In answering the certified question, 'Under the foregoing facts and verdict of the jury, was the appellant entitled to the injunction prayed for, and did the trial court err in refusing to grant it', this court, in the case of Malakoff Gin Co. v. Riddlesperger, 1917, 108 Tex. 273, 192 S.W. 530, 532, held that an injunction restraining competition within the terms of a contract would lie where damages were also recovered.
In the case of Miller v. Chicago Portrait Co., Tex.Civ.App. 1917, 195 S.W. 619, wr. ref., the court stated that the only question in the case was the validity of the contract entered into by the employee (Miller) restricting his right to compete after severing employment with the Portrait Co. If such contract were valid, did the provision therein contained providing for liquidated damages, take the case of the jurisdiction of a court of equity to the extent that no injunction could issue? The court, after discussing various authorities, held that a provision for damages did not take the case out of equity jurisdiction, and, therefore, injunction would lie under proper facts.

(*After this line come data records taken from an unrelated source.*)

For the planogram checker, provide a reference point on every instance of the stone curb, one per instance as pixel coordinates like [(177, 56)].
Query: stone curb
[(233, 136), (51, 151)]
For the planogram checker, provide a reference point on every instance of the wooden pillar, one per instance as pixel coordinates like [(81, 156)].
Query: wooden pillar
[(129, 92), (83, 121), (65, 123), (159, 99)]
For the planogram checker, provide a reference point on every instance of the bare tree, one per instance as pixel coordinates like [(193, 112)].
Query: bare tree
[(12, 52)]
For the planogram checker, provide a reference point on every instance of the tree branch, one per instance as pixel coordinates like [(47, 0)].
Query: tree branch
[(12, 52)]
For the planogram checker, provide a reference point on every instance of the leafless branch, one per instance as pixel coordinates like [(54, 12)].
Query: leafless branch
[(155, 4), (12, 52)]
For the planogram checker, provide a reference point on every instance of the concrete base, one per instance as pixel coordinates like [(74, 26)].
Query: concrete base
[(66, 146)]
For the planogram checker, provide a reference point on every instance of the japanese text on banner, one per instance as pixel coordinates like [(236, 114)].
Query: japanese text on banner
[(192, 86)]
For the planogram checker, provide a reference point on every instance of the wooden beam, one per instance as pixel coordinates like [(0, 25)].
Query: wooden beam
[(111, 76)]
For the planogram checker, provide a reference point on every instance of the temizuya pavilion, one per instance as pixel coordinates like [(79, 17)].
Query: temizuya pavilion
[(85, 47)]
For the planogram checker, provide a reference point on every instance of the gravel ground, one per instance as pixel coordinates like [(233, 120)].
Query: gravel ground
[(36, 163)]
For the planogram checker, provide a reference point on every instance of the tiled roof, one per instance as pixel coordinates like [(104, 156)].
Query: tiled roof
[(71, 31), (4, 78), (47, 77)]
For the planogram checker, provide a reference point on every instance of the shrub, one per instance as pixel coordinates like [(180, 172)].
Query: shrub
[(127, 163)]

In the case at bar plaintiff brought a suit for injunction and for damages. This invoked the jurisdiction of the court. On the injunction feature of the case, we have held the trial court should apply the test of reasonableness to the contract, and should reduce the area set out to such area as was reasonable under all the circumstances in order to protect the rights of all parties. It would be an anomaly to hold that in considering the question of damages to be recovered the contract could not likewise be reduced to cover a reasonable area, and, therefore, hold the contract to be valid as to such reasonable area. In this reasonable area such damages as plaintiff could show it suffered during the one year period could be recovered. To apply two entirely different rules to the construction of the same contract between the same parties in the same lawsuit would lead to a multiplicity of suits, hopeless confusion and inconsistency.
I would reverse the judgments of the courts below and remand the cause to the trial court to determine the amount of damages, if any, to which plaintiff may be entitled.
SMITH and HAMILTON, JJ., join in this dissent.